Check MLA APA And Chicago
Title styling Script title in italics Script title in italics
In-text pointer Author + page Author + year + page (APA) or footnote page (Chicago)
Date placement Near the end of entry Right after author (APA) or near the end (Chicago)
Medium label Often not needed for print books Bracket label helps for scripts
Online access date Common and often expected Used when a page changes or has no clear date
Multiple writers List names as shown Use standard multi-author rules
Quoted dialogue Page numbers from the script Page numbers when available
Film vs script Cite script as text Cite script as text, film as media

Common Screenplay Citation Mistakes That Cost Points

Even strong papers lose credit over tiny citation slips. These fixes are quick once you know what to look for.

Citing The Movie When You Read The Script

If your quotes come from a page-numbered script, your reference list should point to that script. A film citation won’t help a reader locate the line you quoted.

Leaving Out The Version Or Revision Date

Draft scripts can differ a lot from the final shooting script. If your copy shows a revision date or a draft label, include it in your notes or in the description field so your reader knows which text you used.

Dropping The Page Number On A Quote

When you quote dialogue, a page number is your best proof trail. If the script has no page numbers, cite a scene heading or a time marker only if your instructor allows it.

Copying A Citation From A Random Website

Lots of online citations mix styles, miss dates, or invent publishers. Use your style’s own rule pages, then fill in your details from the script in front of you.

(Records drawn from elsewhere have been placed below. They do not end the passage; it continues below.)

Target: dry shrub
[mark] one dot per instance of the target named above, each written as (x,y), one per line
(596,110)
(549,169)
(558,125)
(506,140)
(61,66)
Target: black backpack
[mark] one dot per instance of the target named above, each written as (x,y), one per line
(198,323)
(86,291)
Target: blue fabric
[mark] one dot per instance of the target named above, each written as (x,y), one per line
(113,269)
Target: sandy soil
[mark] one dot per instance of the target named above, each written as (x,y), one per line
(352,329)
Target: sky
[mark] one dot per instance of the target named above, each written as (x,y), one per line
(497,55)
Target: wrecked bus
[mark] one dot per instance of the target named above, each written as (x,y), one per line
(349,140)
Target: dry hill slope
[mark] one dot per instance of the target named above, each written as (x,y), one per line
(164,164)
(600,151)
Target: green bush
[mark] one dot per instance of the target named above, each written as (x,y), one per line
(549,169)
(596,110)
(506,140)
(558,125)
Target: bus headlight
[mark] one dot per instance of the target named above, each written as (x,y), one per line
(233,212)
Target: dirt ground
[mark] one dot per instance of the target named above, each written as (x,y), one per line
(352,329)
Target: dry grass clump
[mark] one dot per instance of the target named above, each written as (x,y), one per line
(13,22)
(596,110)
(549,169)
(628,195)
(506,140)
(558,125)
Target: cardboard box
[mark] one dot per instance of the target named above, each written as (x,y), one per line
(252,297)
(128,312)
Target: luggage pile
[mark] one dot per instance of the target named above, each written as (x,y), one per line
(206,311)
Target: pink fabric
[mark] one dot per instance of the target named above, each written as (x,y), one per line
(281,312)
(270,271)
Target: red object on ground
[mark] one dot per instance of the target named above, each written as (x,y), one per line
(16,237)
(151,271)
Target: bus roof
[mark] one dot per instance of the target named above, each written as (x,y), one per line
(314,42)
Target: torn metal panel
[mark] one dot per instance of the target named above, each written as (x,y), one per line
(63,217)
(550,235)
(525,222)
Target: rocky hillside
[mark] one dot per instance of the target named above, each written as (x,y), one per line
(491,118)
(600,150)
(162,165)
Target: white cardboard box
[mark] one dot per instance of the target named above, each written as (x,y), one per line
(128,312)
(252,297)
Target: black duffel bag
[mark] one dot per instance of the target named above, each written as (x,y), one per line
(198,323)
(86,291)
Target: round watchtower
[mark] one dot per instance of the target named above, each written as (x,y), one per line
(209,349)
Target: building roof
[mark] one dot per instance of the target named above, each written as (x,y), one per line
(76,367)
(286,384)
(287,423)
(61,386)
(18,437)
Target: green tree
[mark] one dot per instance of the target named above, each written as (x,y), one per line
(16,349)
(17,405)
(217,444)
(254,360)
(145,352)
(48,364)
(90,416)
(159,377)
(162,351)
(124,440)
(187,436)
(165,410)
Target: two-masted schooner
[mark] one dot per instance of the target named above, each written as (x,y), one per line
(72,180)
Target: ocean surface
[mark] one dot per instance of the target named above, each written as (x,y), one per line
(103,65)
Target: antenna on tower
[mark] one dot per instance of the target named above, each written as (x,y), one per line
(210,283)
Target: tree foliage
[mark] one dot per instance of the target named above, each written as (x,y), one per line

Step-By-Step Method For Any Screenplay Source

  1. Identify what you read: book, anthology, PDF, draft, or database record.
  2. Record writer names exactly as printed on the script each time.
  3. Copy the title exactly, including subtitles and punctuation.
  4. Find a year tied to your version: publication year, file year, or revision date.
  5. Add location details: page range for print, stable link for online, document ID for databases.
  6. Write the full entry using the template for your style and source type.
  7. Add the in-text pointer wherever you quote or paraphrase.
  8. Do a final match: each in-text pointer should connect to one full entry.

Final Review Before You Submit

Run this quick check right before you turn in the paper. It catches the last small mistakes that teachers spot fast.

  • Your Works Cited, References, or Bibliography entry matches the script version you used.
  • Your in-text citations point to the right page numbers.
  • Writer names are spelled the same in the entry and the in-text citations.
  • Your title formatting is consistent: italics for standalone scripts, quotation marks for a script inside a book.
  • You used the phrase “how to cite a screenplay” only when you meant the citation task, not as filler.

Once you’ve done that, you’re done. Your reader can trace your sources, and your paper reads like you’ve got your details together.